11 de agosto de 2011

Nome igual, aparência idêntica, mesma prisão...

Em 1903, William West foi preso e levado para a prisão, em Leavenworth, Kansas. Fizeram sua ficha e tiraram essa foto:



O responsável pelo registro achou seu rosto familiar e perguntou se ele já havia passado por alí antes. William respondeu que não. Inconformado, o policial foi até os arquivos e encontrou a foto que procurava.
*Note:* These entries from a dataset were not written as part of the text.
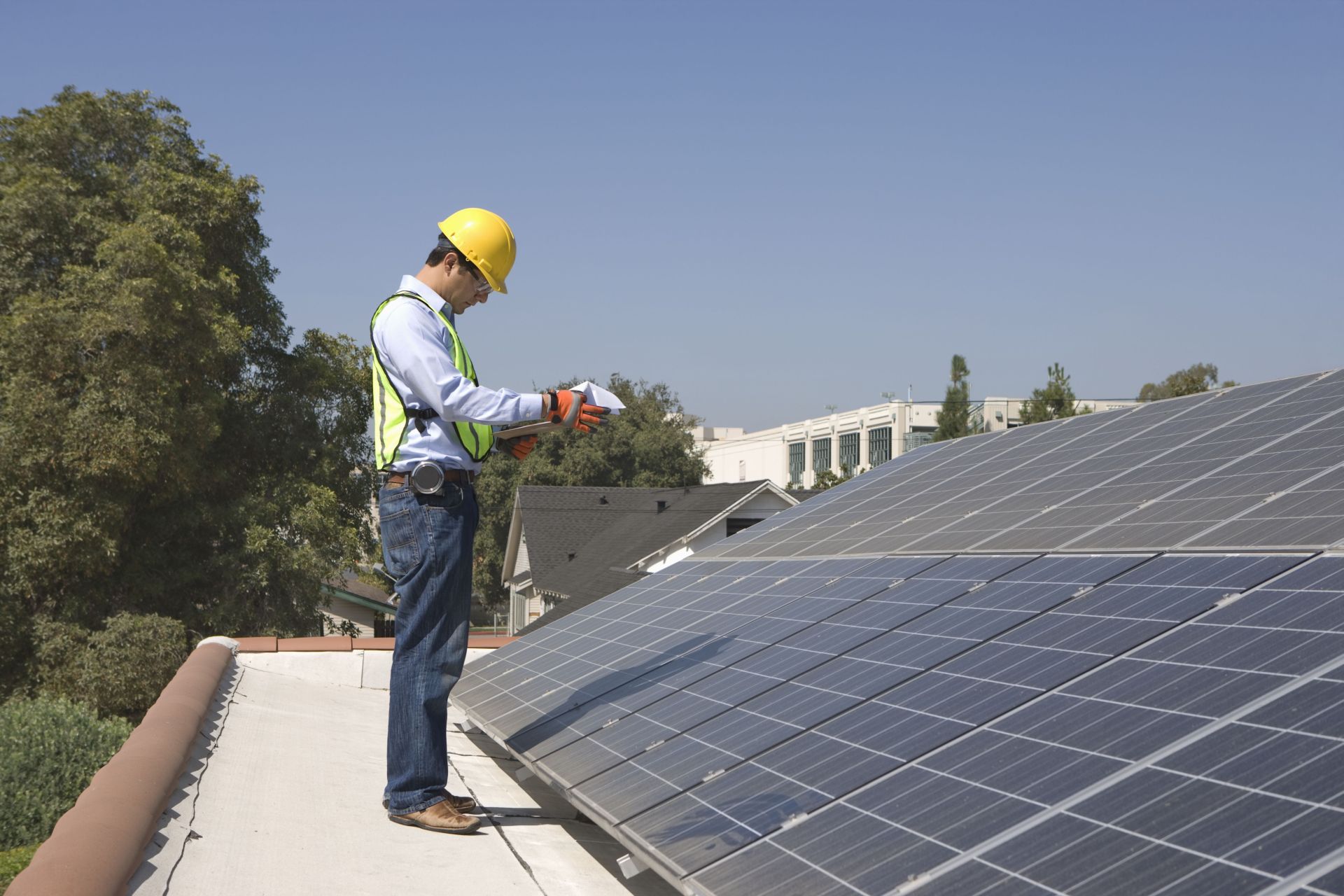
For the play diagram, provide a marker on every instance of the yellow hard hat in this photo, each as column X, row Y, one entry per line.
column 486, row 239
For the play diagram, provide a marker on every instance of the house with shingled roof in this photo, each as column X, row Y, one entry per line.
column 571, row 546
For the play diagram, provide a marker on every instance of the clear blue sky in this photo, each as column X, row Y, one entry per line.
column 778, row 206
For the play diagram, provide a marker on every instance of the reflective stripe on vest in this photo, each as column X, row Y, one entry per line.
column 390, row 414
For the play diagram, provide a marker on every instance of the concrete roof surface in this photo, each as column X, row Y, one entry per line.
column 284, row 797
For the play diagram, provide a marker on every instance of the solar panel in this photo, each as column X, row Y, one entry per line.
column 1101, row 654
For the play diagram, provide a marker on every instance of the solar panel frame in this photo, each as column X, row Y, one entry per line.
column 936, row 769
column 1236, row 472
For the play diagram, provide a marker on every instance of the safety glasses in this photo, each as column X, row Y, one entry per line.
column 482, row 285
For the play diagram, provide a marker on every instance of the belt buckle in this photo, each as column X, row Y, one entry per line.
column 426, row 479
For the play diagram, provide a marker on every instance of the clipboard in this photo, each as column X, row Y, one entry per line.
column 527, row 429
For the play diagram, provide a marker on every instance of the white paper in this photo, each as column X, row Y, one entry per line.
column 597, row 396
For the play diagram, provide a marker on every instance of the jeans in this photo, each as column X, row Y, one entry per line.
column 428, row 548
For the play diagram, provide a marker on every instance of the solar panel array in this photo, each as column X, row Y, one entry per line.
column 1102, row 654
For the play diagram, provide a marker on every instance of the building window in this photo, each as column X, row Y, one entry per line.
column 879, row 445
column 737, row 524
column 918, row 435
column 848, row 453
column 820, row 454
column 797, row 463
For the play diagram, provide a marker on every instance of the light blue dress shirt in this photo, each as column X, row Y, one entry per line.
column 417, row 352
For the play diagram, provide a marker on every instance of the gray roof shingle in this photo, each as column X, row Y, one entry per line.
column 615, row 535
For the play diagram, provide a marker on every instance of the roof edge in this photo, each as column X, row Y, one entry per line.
column 97, row 846
column 766, row 485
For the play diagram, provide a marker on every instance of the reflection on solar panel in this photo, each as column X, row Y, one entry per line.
column 1096, row 656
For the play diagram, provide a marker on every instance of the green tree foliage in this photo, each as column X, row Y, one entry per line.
column 955, row 415
column 14, row 862
column 1053, row 402
column 167, row 451
column 830, row 479
column 49, row 751
column 1196, row 378
column 118, row 669
column 647, row 445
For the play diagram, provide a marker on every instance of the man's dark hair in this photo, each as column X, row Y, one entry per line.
column 440, row 253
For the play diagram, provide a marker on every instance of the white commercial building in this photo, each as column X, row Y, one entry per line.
column 848, row 441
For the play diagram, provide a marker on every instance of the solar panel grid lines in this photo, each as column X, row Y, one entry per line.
column 835, row 500
column 682, row 573
column 812, row 766
column 819, row 650
column 1307, row 512
column 968, row 495
column 1247, row 472
column 1097, row 503
column 605, row 643
column 1228, row 806
column 942, row 813
column 895, row 501
column 874, row 498
column 748, row 669
column 608, row 654
column 1175, row 729
column 1324, row 876
column 1081, row 435
column 820, row 503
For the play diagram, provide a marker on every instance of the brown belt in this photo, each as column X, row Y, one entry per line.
column 461, row 477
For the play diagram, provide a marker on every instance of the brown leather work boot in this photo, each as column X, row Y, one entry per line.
column 441, row 818
column 460, row 804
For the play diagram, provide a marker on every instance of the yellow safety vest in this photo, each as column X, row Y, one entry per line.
column 390, row 415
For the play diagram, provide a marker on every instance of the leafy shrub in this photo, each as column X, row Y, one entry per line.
column 49, row 751
column 14, row 862
column 118, row 671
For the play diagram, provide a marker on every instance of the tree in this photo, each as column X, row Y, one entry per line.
column 167, row 451
column 828, row 480
column 1053, row 402
column 1196, row 378
column 955, row 416
column 647, row 445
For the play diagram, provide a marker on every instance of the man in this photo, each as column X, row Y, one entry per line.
column 432, row 431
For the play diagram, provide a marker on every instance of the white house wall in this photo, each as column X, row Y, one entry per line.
column 765, row 454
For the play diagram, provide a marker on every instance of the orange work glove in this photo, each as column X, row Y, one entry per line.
column 521, row 448
column 569, row 409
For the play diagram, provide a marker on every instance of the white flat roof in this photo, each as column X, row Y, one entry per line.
column 286, row 798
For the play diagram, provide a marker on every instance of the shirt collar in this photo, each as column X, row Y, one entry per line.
column 432, row 298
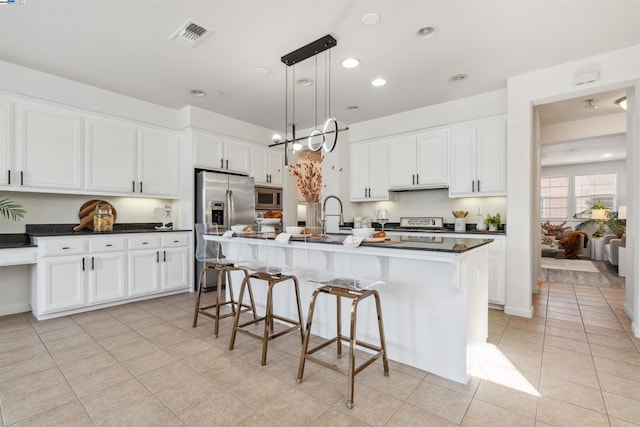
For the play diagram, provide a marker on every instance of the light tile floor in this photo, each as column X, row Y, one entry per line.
column 574, row 363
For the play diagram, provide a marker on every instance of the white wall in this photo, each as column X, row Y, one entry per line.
column 434, row 203
column 586, row 128
column 618, row 69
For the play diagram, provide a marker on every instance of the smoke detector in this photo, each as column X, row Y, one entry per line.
column 189, row 34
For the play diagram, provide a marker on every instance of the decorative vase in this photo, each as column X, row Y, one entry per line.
column 312, row 216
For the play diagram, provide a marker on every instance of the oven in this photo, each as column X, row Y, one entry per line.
column 269, row 198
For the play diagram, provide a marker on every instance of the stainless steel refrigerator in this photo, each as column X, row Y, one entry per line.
column 223, row 199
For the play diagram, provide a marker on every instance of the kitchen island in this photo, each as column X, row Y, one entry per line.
column 434, row 295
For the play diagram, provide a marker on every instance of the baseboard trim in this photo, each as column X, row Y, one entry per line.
column 519, row 311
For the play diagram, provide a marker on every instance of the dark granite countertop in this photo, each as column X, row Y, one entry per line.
column 18, row 240
column 49, row 230
column 417, row 242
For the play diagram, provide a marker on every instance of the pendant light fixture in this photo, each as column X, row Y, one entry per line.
column 327, row 137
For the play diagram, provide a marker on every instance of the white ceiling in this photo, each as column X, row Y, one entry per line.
column 123, row 46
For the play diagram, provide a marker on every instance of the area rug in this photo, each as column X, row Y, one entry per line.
column 569, row 264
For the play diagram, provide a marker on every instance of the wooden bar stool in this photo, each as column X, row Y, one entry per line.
column 210, row 254
column 343, row 288
column 268, row 332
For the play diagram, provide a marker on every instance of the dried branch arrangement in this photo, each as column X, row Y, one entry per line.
column 308, row 174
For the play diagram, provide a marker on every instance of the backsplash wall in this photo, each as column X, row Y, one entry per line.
column 433, row 203
column 63, row 209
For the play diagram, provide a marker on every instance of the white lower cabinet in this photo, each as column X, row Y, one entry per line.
column 77, row 273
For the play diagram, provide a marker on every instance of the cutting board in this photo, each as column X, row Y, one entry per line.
column 88, row 211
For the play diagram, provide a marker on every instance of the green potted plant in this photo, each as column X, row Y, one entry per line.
column 11, row 210
column 492, row 221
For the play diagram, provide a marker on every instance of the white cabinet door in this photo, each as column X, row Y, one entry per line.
column 158, row 163
column 236, row 157
column 359, row 171
column 491, row 158
column 144, row 272
column 402, row 162
column 63, row 282
column 50, row 148
column 432, row 159
column 463, row 162
column 175, row 269
column 275, row 167
column 6, row 152
column 107, row 277
column 208, row 151
column 110, row 156
column 259, row 166
column 497, row 270
column 378, row 172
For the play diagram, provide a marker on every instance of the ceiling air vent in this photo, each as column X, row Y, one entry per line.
column 189, row 33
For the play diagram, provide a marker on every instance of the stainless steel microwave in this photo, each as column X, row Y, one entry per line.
column 269, row 198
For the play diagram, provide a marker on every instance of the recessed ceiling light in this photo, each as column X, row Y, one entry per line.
column 426, row 32
column 458, row 78
column 622, row 103
column 371, row 19
column 589, row 104
column 350, row 63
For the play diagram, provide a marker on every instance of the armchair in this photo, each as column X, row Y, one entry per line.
column 610, row 251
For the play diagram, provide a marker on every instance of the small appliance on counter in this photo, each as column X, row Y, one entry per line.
column 165, row 216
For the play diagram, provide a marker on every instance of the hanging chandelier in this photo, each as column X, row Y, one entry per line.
column 327, row 137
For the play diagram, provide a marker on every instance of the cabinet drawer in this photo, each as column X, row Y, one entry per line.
column 107, row 244
column 144, row 242
column 175, row 240
column 55, row 247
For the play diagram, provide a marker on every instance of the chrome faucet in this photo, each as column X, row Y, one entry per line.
column 324, row 209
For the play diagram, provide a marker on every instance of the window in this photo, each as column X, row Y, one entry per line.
column 602, row 187
column 554, row 197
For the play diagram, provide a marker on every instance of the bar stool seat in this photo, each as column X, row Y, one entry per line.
column 272, row 279
column 345, row 288
column 210, row 254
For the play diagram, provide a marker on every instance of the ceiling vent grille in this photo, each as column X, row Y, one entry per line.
column 189, row 34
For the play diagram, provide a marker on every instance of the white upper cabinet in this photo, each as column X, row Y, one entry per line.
column 49, row 148
column 214, row 152
column 417, row 162
column 478, row 160
column 6, row 151
column 110, row 156
column 266, row 166
column 368, row 171
column 158, row 163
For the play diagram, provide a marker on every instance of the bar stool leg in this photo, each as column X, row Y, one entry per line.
column 339, row 326
column 297, row 289
column 268, row 323
column 216, row 323
column 195, row 315
column 383, row 343
column 352, row 355
column 236, row 318
column 307, row 335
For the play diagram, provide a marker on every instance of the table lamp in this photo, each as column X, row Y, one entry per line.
column 600, row 215
column 622, row 212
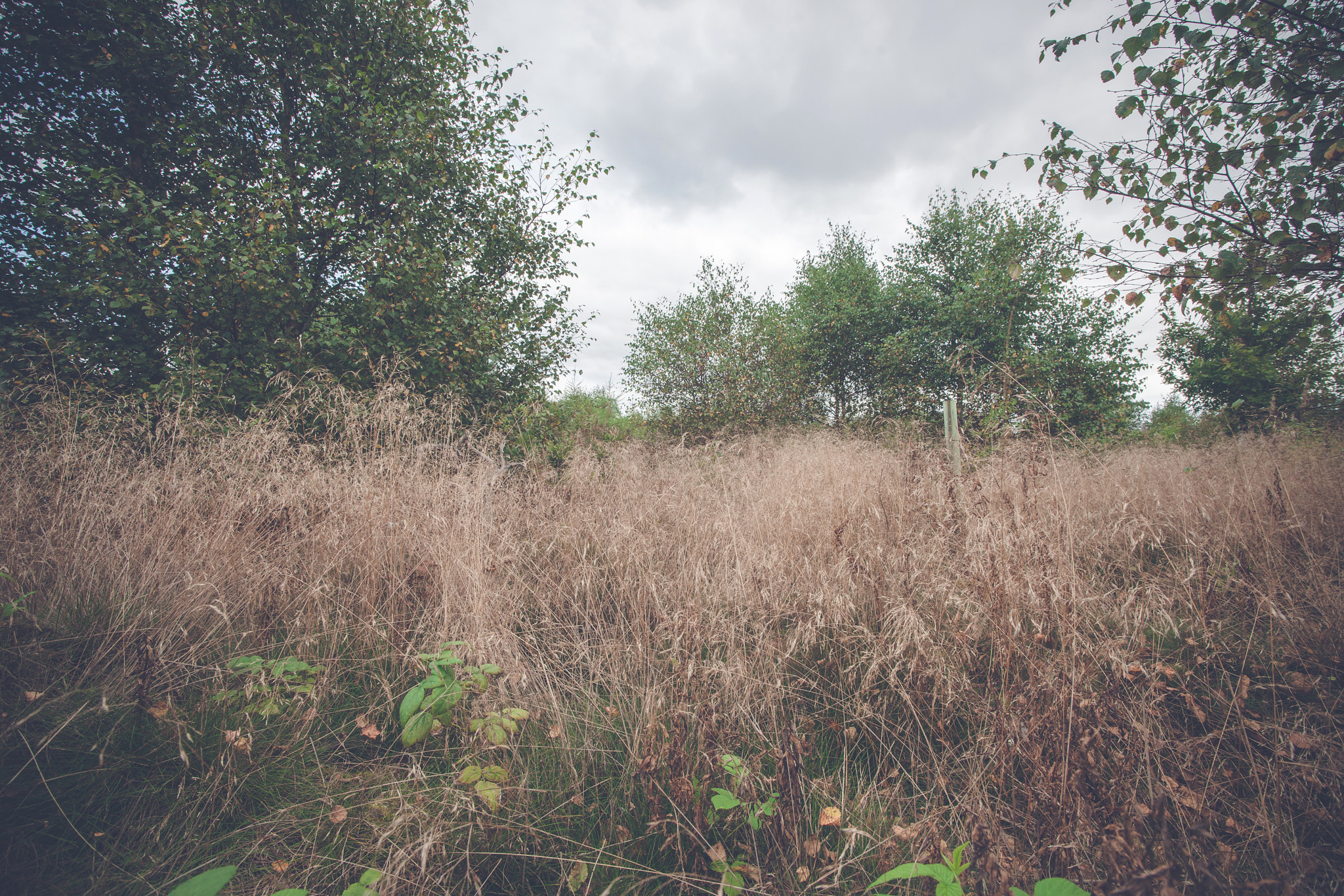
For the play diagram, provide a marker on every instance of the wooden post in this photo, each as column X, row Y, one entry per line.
column 952, row 433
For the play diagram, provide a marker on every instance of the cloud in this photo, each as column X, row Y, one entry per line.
column 741, row 128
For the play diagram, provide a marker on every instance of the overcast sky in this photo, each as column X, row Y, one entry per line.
column 740, row 128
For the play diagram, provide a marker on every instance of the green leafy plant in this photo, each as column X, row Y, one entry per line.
column 487, row 782
column 948, row 874
column 269, row 688
column 445, row 685
column 10, row 607
column 727, row 801
column 214, row 880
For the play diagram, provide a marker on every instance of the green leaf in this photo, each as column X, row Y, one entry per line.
column 723, row 800
column 574, row 880
column 417, row 729
column 1059, row 887
column 490, row 794
column 410, row 703
column 206, row 883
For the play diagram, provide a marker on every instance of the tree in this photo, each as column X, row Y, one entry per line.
column 1274, row 352
column 1245, row 148
column 980, row 312
column 837, row 310
column 207, row 195
column 715, row 357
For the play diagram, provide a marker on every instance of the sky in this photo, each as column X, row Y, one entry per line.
column 740, row 129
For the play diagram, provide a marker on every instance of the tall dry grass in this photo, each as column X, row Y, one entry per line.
column 1114, row 666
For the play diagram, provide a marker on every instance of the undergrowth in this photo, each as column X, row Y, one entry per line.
column 799, row 659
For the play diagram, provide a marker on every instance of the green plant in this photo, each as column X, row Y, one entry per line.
column 433, row 699
column 10, row 607
column 948, row 874
column 270, row 687
column 726, row 801
column 214, row 880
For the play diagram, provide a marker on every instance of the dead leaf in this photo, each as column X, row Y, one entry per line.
column 1194, row 707
column 368, row 727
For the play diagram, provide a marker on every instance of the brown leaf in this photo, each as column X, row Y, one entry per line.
column 1194, row 707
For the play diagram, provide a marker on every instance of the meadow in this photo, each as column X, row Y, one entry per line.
column 1117, row 665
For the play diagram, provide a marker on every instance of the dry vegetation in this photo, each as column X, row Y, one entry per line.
column 1117, row 668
O nome confirmava: William West.

Quando a foto foi apresentada a William, ele demonstrou surpresa e disse: “sou eu mesmo, mas não sei como você conseguiu isso, porque nunca estive aqui antes”.

Por incrível que pareça, estava dizendo a verdade.



Havia mesmo outro prisioneiro, com as mesmas medidas e um rosto quase idêntico ao seu, cumprindo pena naquela mesma prisão desde 1901. E como se isso não bastasse, ele também se chamava William West (as roupas são as mesmas porque era o uniforme da prisão).

O caso ficou famoso porque derrubou de vez a antropometria (sistema criado pelo francês Bertillon baseado em medidas corporais) que era utilizada até então e iniciou a era das impressões digitais como um método mais confiável de identificação.

Abaixo, as moçoilas que apareciam nas fotos da época, para incentivar o pessoal a ir sujar as pontinhas dos dedos.



Ainda bem que o novo sistema emplacou, porque você sabe: tem um outro(a) bem igual a você andando por aí. E vai saber o que ele(a) é capaz de fazer.